The aggressive use of pesticides started in 1996 when regulators in Argentina approved Monsanto’s genetically engineered soybean seeds. The seeds were incredibly resistant to herbicides, which meant that farmers could use as much as they wanted to prevent weeds while growing fields of crops. A rise in health problems, including birth defects and cancers, were detected as early as 2002 in rural soybean-growing areas.

Unfortunately, there has been minimal effort to scale back the use of pesticides and protect the people affected by agrochemical spraying. Fever Dream is a cry for help that attempts to shed light on the horrors of pesticide poisoning from a mystical angle.

What does Fever Dream say about motherhood?

Amanda is constantly assessing any danger that could befall her daughter Nina. She notes her method, “the rescue distance,” where she calculates the amount of time it would take for her to reach Nina if something dangerous happened to her. This invisible thread that ties her to her daughter generates anxiety that follows Amanda everywhere, but her method acts as a safety net to keep Nina safe. Imagining the worst possible scenario is a strategy to keep her child from harm, but it’s not always what you pay attention to that’s what you should be wary of.

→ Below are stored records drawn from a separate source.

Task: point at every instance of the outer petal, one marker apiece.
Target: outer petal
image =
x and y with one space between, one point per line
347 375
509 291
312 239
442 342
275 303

Amanda and Carola, while fascinated by each other, also struggle to see the other’s perspective. They’re both mothers but have had polarized experiences with their experience. Carola prioritizes her emotional wellbeing above her husband and son, while Amanda fails to see her own wants as a priority. Carola found joy in motherhood, but when her son did not reciprocate love in the same way, Carola only wished for someone to let her care for them. Carola has no regrets in saving David from death, though he is a different child because of it.

Fever Dream begs the question: What does it mean to be a good mother?

Is motherhood a two-way street, or is it unconditional? If a mother is unable to protect her child from harm, has she failed as a parent, or is it how she handles the aftermath that matters most?

Fever Dream is definitely a movie that will be different during a second watch through, especially after knowing more about the agrochemical disaster so prevalent in Argentina. Hopefully this film will spur change not just in Argentina, but for environmental activism worldwide.